Backflow Prevention – What is it and Why Do We Need it?
Backflow Prevention –
What is it and Why Do We Need it?
Cross-connections in plumbing are defined as actual or potential connections between a potable and non-potable water supply. This can constitute a serious public health hazard. There are numerous well documented cases where cross-connections have been responsible for contamination of drinking water and have resulted in poisoning and or the spread of disease through the water.
This problem is a dynamic one because piping systems are continually being installed, repaired, replaced, or extended. Control of cross-connection is possible, but only through knowledge and vigilance. Under Public Law 99-339, the “Safe Drinking Water Act” (SDWA) was passed in 1986. This act placed the water purveyor with the primary responsibility for preventing water from unapproved sources, or any other substances, from entering the public water system.
All Municipalities with public water systems are required to have a cross-connection control program in place to protect the water supply. Backflow prevention devices are installed on water supply systems for this reason.
TYPES OF BACKFLOW DEVICES
There are many types of backflow devices, but there are only three types that can be tested:
1. Pressure Vacuum Breakers – PVB
These vacuum breakers are used where a condition of back-siphonage could occur. Back-siphonage can be the result of a total loss of pressure within the system due to a breakage in the main supply piping or other reasons. The pressure vacuum breaker is a mechanical device consisting of one spring loaded air inlet valve on the discharge side of the device. This device includes shut off valves and test ports on each end of the device. They are used in low or high hazard conditions.

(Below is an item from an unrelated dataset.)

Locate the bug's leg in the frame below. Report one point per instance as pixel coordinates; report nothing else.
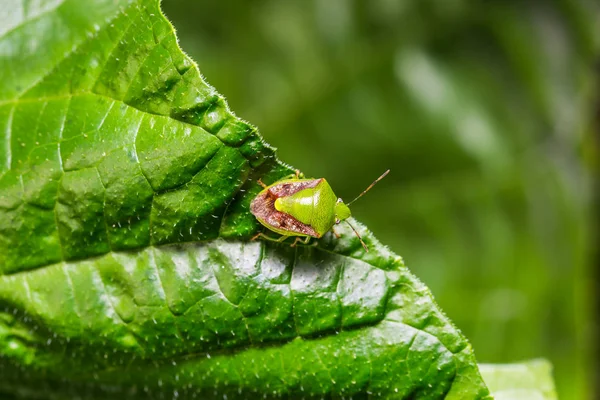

2. Double Check Valve Assemblies – DCVA
The double check valve assembly is a mechanical device that consists of two spring loaded check valves. This device includes shut off valves and test ports on each end of the device. This device is effective against back pressure and is used to isolate low hazard pollutants (non-health threatening/non-toxic).

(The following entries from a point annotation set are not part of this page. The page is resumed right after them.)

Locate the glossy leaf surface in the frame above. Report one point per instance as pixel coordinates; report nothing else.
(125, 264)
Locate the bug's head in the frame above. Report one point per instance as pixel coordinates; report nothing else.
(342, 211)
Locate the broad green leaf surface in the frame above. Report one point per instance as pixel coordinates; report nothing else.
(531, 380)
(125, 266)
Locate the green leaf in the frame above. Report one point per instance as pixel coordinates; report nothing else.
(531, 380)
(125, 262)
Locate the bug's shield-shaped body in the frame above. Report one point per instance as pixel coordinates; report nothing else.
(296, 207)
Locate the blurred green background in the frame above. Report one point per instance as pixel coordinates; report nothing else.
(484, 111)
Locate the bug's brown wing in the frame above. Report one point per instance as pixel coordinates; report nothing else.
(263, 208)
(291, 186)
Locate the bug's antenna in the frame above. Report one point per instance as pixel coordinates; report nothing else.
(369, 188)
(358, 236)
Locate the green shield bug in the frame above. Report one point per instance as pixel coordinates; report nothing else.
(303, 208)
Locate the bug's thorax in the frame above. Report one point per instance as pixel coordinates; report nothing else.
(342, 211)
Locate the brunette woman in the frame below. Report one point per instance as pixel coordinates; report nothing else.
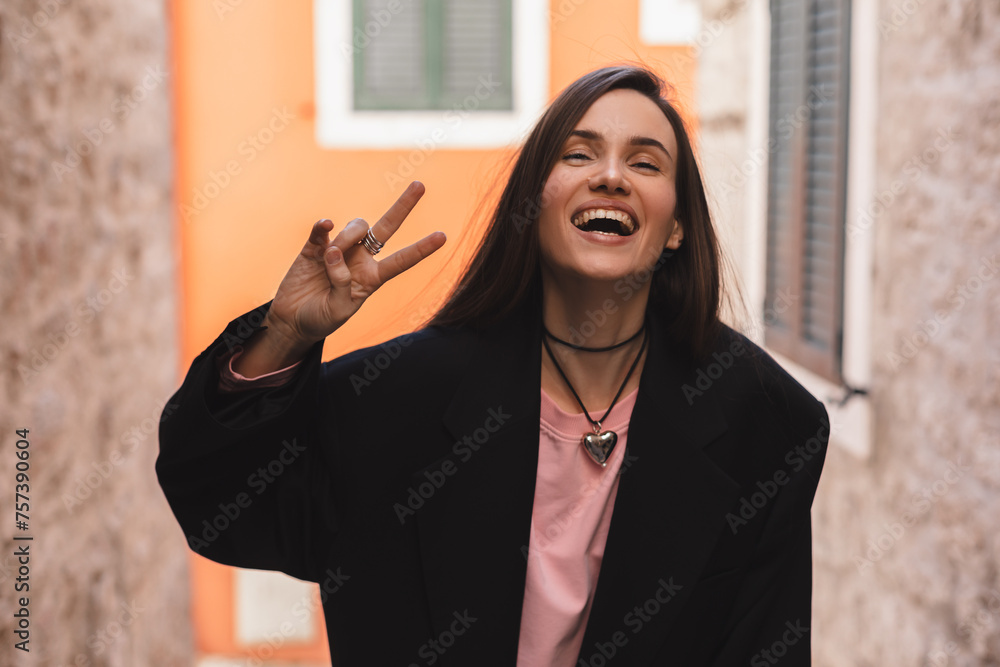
(574, 463)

3. Reduced Pressure Zone Assemblies – RPZ
The reduced pressure zone assembly is a mechanical device that consists of two spring loaded check valves and a relief valve. This device includes shut off valves and test ports on each end of the device and can be used for backpressure, back-siphonage, and it can be used in toxic or high hazard conditions.
WHAT IS REQUIRED
A backflow prevention device needs to be inspected annually. The 2018 Uniform Plumbing Code in section 603.2 states:
Devices or assemblies installed in a potable water supply system for protection against backflow shall be maintained in good working condition by the person or persons having control of such devices or assemblies. Such devices or assemblies shall be tested at the time of installation, repair, or relocation and not less than on an annual schedule thereafter, or more often where required by the Authority Having Jurisdiction (AHJ). Where found to be defective or inoperative, the device or assembly shall be repaired or replaced. No device or assembly shall be removed from use or relocated without the approval of the AHJ. Testing shall be performed by a certified backflow assembly tester in accordance with ASSE Series 5000 or otherwise approved by the AHJ.
WHAT THE RESPONSIBLE PARTY SHOULD KNOW AND DO
1) Backflow devices are not limited to being installed on the main water line into the building from the water purveyor. You may also have them throughout the building on supply lines to equipment or machinery within the building. These are installed to protect the occupants within the building from a potentially hazardous condition. They should also be set up on an annual inspection plan.
2) If you are responsible for the safe operation of any backflow device you should partner with an experienced, licensed, certified, and insured backflow tester. Qualified testers are individuals who have passed an approved certification course and hold a valid license to test and repair or replace the devices. They may work alone as a sole proprietor or be employed by a larger company. Regardless, find someone who is knowledgeable on the various devices and knows what the local codes require in your area. They should be knowledgeable on how the device operates, how it should be properly installed, what the testing parameters are, and how to file all necessary documentation and/or permits that may be required for the work.
3) The testing procedure usually takes about 30 minutes. During this time the water will need to be shut down on the water line where the device is installed. Oftentimes this could be the entire building.
4) Backflow devices are well designed. Most all devices can be repaired. Replacement is not always necessary.